They could have waited until Nov. 8 to vote on Election Day itself.
Or they could have mailed in their ballot from home.
But several of those who voted early and in person at the Morton Civic Center on Monday said this was simply a convenient day to fulfill what they saw as their duty as citizens.
“I always vote,” said John Timm, after casting his ballot on the day that early, in person voting began.
Susan Barrett-Kelly and her husband Peter Kelly are also regular voters.
Barrett-Kelly said the biggest motivation for her this year is that “democracy is at risk.”
With Evanston an overwhelmingly blue community, Christian Sorenson, of the Democratic Party of Evanston, found many sympathetic individuals as he passed out the DPOE’s sample ballot.
Sorenson said the first day of early voting saw a “very steady” number showing up, over 300, he was told by a poll worker, by mid-afternoon.
“Both parties are sick of each other. There’s not a lot of common ground,” Sorenson noted.
“People are motivated to come out for their team,” he added.
The gubernatorial race between incumbent Democrat J.B. Pritzker and Republican challenger Darren Bailey has been particularly nasty.

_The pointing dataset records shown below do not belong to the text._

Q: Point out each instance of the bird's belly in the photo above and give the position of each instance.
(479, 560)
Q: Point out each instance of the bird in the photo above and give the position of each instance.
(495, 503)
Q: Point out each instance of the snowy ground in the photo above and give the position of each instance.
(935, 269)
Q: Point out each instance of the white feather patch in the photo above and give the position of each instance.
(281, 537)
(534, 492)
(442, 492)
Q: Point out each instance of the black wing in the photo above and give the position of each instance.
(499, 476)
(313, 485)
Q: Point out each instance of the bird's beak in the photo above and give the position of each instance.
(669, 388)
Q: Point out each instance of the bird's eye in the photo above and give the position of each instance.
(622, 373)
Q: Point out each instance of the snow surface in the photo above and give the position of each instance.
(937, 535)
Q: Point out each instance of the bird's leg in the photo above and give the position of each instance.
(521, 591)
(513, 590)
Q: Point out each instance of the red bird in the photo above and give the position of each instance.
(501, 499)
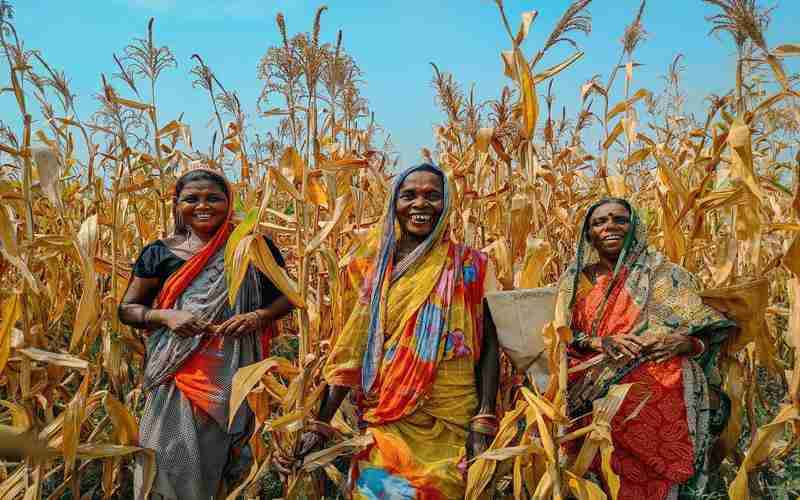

An Evanston-specific ballot issue, changing to a ranked-choice system of voting for municipal offices, has been fairly low key.
While the Civic Center is the only early, in-person voting site in Evanston, the County Clerk’s office says there are more than 50 such sites countywide, where any suburban county resident can vote in advance of Election Day.
On Nov. 8, Election Day, voters must cast ballots at their own individual precincts.
More information about on early voting, getting a mail-in ballot, or other election issues is available on the County Clerk’s website.
Update 9 a.m. 10/25/22: The Cook County Clerk’s office says 505 people voted at the Civic Center on Monday, the first day of in-person early voting.
That’s less than the 620 who cast ballots at the Civic Center on the first day of early voting in the last gubernatorial election four years ago.